Here is the structure of my index. An Event has many nested objects : documents, sites, and persons.

Some fields on some nested objects are copy_to to the root.

Events
|--- persons—names
|--- other fields
|
|———— Documents
          --------- other fields
|
|———— Sites
          ---------- other fields
|
|———— Persons
           -----------name (copied to the root)
           ------------- id

Now let's say I am doing a query string search.

If a document is returned BECAUSE it matched with persons_names I want to return only the inner_hit of the associated object, which is "persons" in that case. Note that there may be multiple persons in the document and I need to return exactly the one that matched, so this might be an issue because copy_to is an array that doesn't point to its associated nested object.

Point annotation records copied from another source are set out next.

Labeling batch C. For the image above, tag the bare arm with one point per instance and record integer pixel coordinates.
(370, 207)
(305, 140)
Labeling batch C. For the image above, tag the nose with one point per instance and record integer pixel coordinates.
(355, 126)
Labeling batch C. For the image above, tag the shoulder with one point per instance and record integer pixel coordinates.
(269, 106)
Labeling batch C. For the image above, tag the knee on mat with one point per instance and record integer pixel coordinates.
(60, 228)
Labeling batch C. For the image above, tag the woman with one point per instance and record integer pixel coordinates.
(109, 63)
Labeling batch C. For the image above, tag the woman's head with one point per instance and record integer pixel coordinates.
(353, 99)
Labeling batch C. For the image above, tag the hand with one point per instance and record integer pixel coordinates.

Of course I want the same thing to happen if the result matched because of a field copied from "sites" or "documents".

This way, I will be able to create a multi object search --> What I mean by that is that I will return either an event, document, site or person, depending what matched with the query.

How can I do that ? Feel free to redirect me to another approach to solve my multi-object search problem.

1

1 Answers

0
votes

Using the Explain API could be a good approach, as discussed here : https://discuss.elastic.co/t/best-way-to-return-which-field-matched/4140/3

So the solution would be to :

  • Make the query_string query
  • for each results :
    • Use the explain API on them (using their ids)
    • Analyze the explain API's results and tries to find if the result matched because of a person, site or document field.
    • return only the corresponding nested object.

This seems really complex though.

An other option would be to add a new document in my index for each nested object. This would look like this :

Events
|
|--- other fields
|
|———— Documents
|         --------- other fields
|
|———— Sites
|          ---------- other fields
|
|———— Persons
           -----------name (NOT copied to the root)
           ------------- id

### And on the same index, you have other documents for each nested objects

Persons
-----------name (NOT copied to the root)
------------- id
Sites
---------- other fields

Documents
--------- other fields

Then the query_string is straight forward.

Last alternative is to use an index for each type of those objects and query all those indices at the same time.